Alle wollen einen Kracher
„Sollte das alles so kommen, dann am besten gegen Bayern München spielen“, unkte SC-Finanzchef Achim Lemmen schon nach der Begegnung gegen Hilden. Fans, die schon „Wir fahren nach Berlin“ sangen, grätschten dazwischen und wünschten sich Schalke 04 oder Borussia Mönchengladbach, die in St. Tönis und Umgebung eine große Fanschar ihr Eigen nennen.

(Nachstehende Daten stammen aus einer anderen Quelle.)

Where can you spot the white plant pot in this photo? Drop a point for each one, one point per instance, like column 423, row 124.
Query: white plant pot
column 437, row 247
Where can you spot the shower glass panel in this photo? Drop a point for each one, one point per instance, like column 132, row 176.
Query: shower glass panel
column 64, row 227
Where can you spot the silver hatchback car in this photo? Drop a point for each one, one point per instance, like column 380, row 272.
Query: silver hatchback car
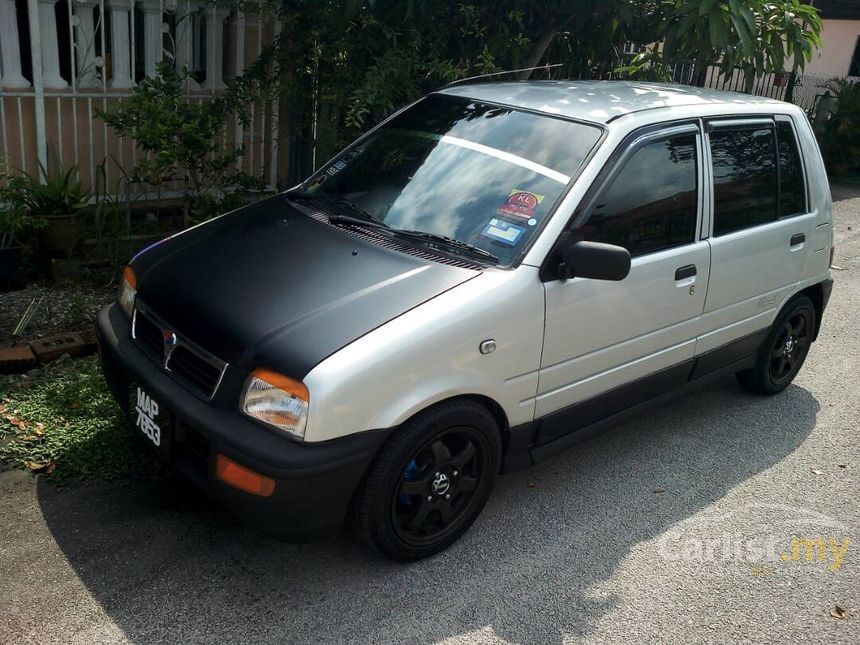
column 490, row 275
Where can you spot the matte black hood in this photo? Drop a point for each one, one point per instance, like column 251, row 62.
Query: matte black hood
column 269, row 286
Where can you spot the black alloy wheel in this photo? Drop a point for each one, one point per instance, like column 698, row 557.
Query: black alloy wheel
column 430, row 481
column 784, row 350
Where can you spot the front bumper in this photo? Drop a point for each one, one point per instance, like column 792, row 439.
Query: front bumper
column 314, row 481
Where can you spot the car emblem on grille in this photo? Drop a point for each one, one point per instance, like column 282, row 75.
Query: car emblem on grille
column 170, row 341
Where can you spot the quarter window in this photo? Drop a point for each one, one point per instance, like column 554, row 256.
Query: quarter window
column 652, row 203
column 792, row 188
column 745, row 178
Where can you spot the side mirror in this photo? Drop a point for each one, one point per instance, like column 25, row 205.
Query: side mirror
column 595, row 260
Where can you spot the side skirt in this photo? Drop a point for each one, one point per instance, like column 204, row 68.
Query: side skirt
column 533, row 442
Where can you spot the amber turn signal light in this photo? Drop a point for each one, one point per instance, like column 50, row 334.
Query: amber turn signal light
column 245, row 479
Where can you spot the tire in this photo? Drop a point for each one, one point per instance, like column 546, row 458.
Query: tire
column 429, row 482
column 783, row 352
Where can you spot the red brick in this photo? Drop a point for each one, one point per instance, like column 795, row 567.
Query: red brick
column 16, row 359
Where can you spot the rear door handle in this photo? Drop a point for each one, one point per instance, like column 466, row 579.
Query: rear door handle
column 688, row 271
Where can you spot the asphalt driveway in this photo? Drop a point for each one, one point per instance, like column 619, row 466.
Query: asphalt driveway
column 720, row 517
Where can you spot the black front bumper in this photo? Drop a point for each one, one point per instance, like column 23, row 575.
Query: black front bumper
column 314, row 481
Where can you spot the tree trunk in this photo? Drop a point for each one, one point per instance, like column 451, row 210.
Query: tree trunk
column 285, row 108
column 541, row 45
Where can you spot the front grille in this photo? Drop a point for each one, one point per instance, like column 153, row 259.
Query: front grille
column 149, row 336
column 193, row 370
column 192, row 366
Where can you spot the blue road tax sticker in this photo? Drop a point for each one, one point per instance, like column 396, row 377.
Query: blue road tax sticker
column 503, row 231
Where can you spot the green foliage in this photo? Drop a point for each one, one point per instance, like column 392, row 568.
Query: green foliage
column 181, row 140
column 840, row 141
column 64, row 422
column 757, row 36
column 28, row 200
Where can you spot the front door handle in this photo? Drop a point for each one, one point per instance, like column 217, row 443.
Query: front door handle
column 688, row 271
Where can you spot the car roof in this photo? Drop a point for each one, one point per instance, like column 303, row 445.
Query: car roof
column 600, row 101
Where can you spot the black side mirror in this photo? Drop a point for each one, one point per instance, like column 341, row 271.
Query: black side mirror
column 595, row 260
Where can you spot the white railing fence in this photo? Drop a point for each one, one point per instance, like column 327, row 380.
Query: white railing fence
column 61, row 61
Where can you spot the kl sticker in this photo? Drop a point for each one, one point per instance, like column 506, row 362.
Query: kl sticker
column 521, row 203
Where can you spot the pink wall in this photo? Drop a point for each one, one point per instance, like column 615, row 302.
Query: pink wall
column 834, row 58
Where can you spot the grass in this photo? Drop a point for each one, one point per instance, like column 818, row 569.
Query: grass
column 62, row 421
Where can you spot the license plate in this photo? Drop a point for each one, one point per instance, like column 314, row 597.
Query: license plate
column 150, row 418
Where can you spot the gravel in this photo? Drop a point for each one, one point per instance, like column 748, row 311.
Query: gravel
column 675, row 527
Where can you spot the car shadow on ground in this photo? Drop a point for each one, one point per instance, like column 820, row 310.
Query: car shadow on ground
column 167, row 565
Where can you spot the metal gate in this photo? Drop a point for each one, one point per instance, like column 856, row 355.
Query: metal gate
column 61, row 61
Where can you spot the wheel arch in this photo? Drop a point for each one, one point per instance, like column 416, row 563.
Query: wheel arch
column 487, row 402
column 815, row 293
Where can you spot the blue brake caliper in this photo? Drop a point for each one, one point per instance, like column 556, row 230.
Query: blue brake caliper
column 410, row 474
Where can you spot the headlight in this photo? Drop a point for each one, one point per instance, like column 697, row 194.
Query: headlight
column 277, row 401
column 127, row 291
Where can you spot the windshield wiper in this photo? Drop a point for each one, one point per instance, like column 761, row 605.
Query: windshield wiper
column 368, row 219
column 446, row 242
column 364, row 217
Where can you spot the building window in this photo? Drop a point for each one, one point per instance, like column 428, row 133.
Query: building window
column 854, row 70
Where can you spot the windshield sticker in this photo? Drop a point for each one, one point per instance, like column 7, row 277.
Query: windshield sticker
column 336, row 167
column 502, row 231
column 521, row 203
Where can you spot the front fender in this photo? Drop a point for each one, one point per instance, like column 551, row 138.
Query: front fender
column 431, row 353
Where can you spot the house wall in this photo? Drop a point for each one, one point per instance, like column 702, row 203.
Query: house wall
column 833, row 59
column 66, row 113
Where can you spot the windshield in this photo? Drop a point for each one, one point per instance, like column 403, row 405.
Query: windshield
column 480, row 174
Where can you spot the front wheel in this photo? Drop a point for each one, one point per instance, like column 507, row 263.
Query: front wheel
column 430, row 481
column 783, row 352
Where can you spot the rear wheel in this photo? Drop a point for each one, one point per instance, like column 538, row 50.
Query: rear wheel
column 782, row 354
column 430, row 481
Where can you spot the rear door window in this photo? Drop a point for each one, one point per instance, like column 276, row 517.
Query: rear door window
column 652, row 203
column 745, row 177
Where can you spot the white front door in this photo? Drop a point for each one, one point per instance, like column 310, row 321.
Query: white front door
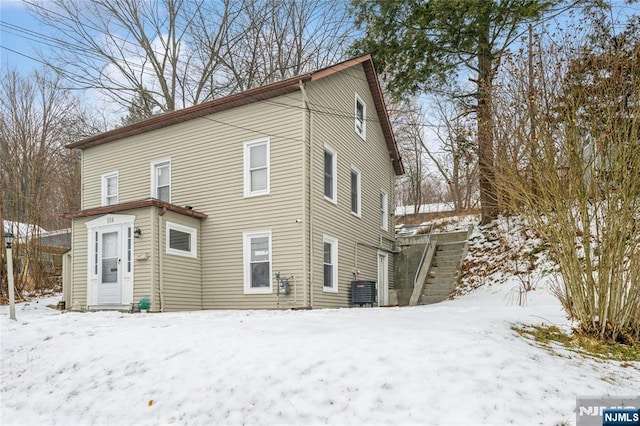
column 383, row 279
column 110, row 265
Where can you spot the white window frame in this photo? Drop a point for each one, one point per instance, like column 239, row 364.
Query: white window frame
column 334, row 162
column 334, row 263
column 384, row 210
column 105, row 188
column 246, row 243
column 355, row 170
column 360, row 126
column 193, row 232
column 247, row 167
column 154, row 177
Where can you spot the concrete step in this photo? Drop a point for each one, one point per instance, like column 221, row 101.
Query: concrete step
column 438, row 292
column 444, row 269
column 439, row 286
column 432, row 299
column 441, row 281
column 444, row 262
column 447, row 237
column 451, row 246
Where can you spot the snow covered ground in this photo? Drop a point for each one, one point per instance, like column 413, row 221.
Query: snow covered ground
column 455, row 363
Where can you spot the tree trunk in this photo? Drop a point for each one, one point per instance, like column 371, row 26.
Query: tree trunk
column 488, row 204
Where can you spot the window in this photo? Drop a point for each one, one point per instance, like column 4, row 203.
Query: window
column 330, row 180
column 330, row 263
column 384, row 211
column 181, row 240
column 161, row 180
column 256, row 168
column 360, row 114
column 257, row 262
column 110, row 189
column 355, row 191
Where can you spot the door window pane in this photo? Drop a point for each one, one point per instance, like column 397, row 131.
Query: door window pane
column 110, row 257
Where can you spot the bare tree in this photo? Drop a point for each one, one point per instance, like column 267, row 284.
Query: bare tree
column 580, row 188
column 455, row 157
column 39, row 179
column 184, row 52
column 407, row 121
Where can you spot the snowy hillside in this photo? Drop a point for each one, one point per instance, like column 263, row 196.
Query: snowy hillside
column 453, row 363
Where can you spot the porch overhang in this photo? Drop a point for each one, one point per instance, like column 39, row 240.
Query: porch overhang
column 150, row 202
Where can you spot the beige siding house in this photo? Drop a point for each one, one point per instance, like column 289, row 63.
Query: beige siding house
column 277, row 197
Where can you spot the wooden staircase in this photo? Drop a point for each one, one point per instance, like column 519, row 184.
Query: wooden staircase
column 437, row 275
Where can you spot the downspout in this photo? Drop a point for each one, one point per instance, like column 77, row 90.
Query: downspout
column 161, row 272
column 153, row 260
column 308, row 214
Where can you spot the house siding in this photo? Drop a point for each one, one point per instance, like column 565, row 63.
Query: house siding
column 207, row 173
column 181, row 276
column 332, row 102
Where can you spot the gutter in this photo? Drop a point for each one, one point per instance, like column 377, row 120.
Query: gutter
column 307, row 214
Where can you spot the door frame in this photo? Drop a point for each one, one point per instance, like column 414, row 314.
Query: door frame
column 383, row 285
column 117, row 229
column 95, row 228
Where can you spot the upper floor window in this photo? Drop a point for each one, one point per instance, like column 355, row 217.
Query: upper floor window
column 330, row 262
column 360, row 114
column 330, row 175
column 384, row 211
column 161, row 180
column 355, row 191
column 110, row 189
column 257, row 262
column 181, row 240
column 256, row 168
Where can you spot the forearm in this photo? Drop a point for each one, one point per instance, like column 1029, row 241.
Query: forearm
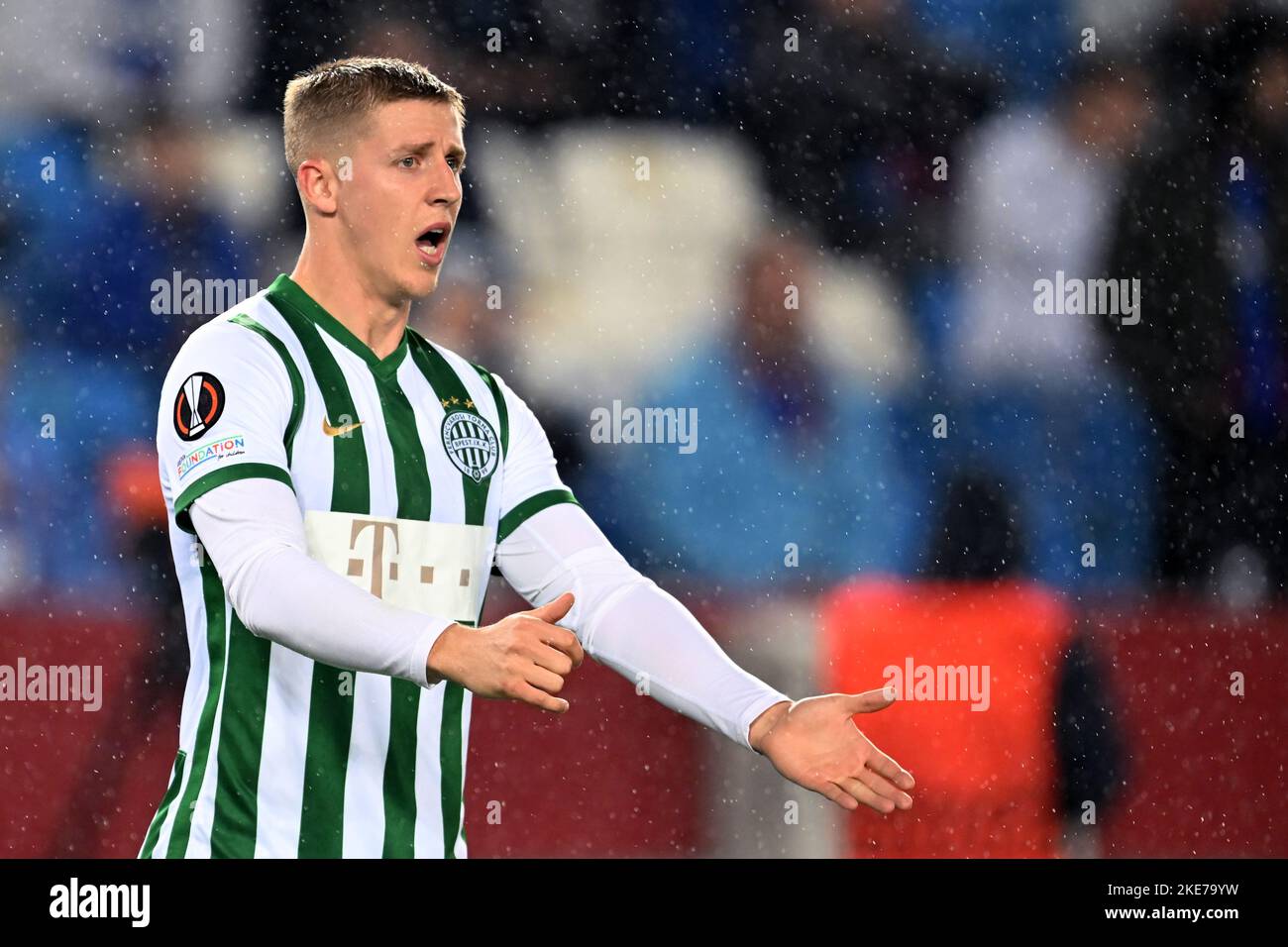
column 648, row 637
column 279, row 592
column 629, row 624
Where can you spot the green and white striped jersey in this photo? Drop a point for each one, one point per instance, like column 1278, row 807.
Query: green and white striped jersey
column 408, row 471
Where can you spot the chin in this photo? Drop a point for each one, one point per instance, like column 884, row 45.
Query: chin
column 423, row 283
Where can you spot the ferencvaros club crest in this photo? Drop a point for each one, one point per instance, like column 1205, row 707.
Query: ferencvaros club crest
column 472, row 444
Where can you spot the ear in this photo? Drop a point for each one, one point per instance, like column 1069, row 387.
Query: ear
column 318, row 184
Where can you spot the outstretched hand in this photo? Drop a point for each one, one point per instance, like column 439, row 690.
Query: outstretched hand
column 814, row 742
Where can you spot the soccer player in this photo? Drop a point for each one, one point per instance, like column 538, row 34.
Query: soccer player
column 339, row 489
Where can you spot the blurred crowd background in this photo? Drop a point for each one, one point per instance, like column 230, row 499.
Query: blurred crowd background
column 909, row 419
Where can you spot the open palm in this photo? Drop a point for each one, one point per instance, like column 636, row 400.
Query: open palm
column 816, row 745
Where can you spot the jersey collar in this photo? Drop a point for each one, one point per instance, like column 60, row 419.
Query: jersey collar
column 286, row 291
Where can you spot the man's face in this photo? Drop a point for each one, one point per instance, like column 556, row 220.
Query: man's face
column 398, row 206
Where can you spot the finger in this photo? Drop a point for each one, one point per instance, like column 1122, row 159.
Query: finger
column 567, row 642
column 544, row 680
column 553, row 660
column 871, row 701
column 862, row 793
column 884, row 788
column 554, row 611
column 879, row 763
column 837, row 795
column 540, row 698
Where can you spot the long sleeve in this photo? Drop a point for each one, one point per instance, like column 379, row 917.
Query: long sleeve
column 254, row 535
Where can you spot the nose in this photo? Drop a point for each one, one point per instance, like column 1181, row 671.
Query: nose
column 445, row 187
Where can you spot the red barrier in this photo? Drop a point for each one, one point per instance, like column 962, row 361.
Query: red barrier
column 1207, row 768
column 73, row 781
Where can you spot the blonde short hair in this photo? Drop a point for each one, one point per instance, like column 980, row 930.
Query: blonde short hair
column 325, row 105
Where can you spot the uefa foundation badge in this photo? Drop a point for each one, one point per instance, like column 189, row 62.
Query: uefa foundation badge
column 197, row 406
column 472, row 444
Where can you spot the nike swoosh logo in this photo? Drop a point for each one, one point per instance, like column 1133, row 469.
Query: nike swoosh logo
column 330, row 431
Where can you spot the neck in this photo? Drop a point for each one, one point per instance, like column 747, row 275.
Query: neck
column 355, row 302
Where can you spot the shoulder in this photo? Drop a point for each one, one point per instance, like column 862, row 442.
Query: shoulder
column 235, row 352
column 246, row 333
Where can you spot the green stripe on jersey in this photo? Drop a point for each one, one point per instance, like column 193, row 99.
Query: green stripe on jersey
column 502, row 412
column 531, row 506
column 213, row 591
column 411, row 479
column 326, row 758
column 150, row 840
column 241, row 744
column 292, row 372
column 447, row 384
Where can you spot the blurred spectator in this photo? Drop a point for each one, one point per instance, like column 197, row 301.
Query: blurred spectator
column 785, row 454
column 849, row 125
column 1033, row 395
column 1017, row 779
column 1205, row 227
column 95, row 60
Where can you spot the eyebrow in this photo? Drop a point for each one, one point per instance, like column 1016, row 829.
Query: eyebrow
column 421, row 149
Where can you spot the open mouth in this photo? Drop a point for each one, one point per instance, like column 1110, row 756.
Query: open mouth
column 433, row 241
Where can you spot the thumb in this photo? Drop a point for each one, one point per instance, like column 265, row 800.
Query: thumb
column 554, row 611
column 871, row 701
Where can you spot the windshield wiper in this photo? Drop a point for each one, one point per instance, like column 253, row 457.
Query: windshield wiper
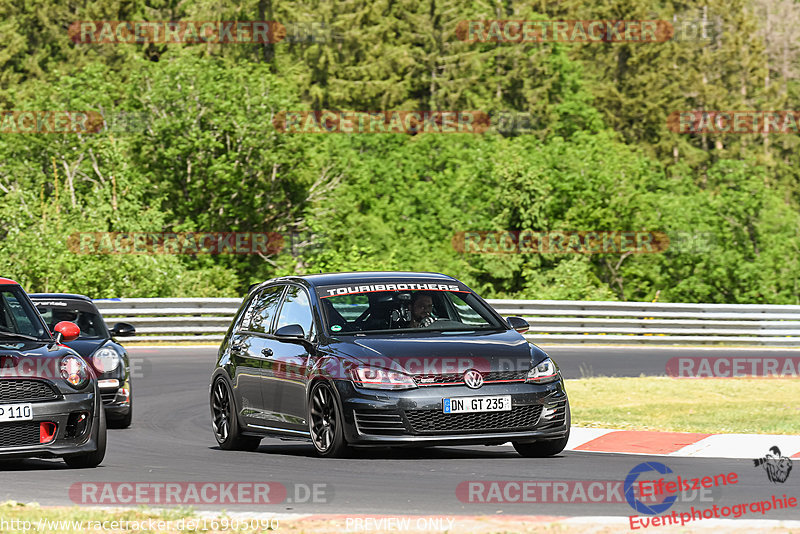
column 4, row 333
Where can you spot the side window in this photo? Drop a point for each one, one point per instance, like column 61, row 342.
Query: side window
column 466, row 314
column 17, row 315
column 297, row 310
column 259, row 317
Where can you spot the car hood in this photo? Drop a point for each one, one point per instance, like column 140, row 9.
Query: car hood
column 440, row 353
column 32, row 359
column 85, row 347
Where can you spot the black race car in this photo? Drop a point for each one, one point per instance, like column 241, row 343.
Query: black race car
column 49, row 401
column 383, row 358
column 97, row 346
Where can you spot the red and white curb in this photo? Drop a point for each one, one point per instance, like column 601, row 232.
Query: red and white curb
column 686, row 444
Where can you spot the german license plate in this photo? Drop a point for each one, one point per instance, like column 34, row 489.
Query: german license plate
column 500, row 403
column 15, row 412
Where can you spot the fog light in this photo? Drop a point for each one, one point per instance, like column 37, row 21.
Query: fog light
column 77, row 424
column 549, row 411
column 47, row 432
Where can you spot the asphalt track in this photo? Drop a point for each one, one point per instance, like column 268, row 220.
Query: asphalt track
column 171, row 441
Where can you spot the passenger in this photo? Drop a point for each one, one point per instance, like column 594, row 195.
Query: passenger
column 421, row 308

Personelles am Rande: Keeper Simon Sell, der am 17. April dieses Jahres beim Spiel in Kleve mit einem Wadenbeinbruch und Syndesmosebandabriss schwer verletzt ausschied, hat zuletzt in Baumberg und nun gegen Hilden bewiesen, dass mit ihm wieder stark zu rechnen ist und er den Kampf mit den drei anderen Torhütern voll aufgenommen hat. Außerdem erwartet der SC St. Tönis in der kommenden Woche die Ankunft des US-Amerikaners Richard Garcia Amador. Der 33-jährige Stürmer, der schon in Dänemark, Schweden, Island oder Mexiko als Profi spielte, wurde kürzlich in der Region Kalifornien zum Flügelspieler des Jahres ausgezeichnet.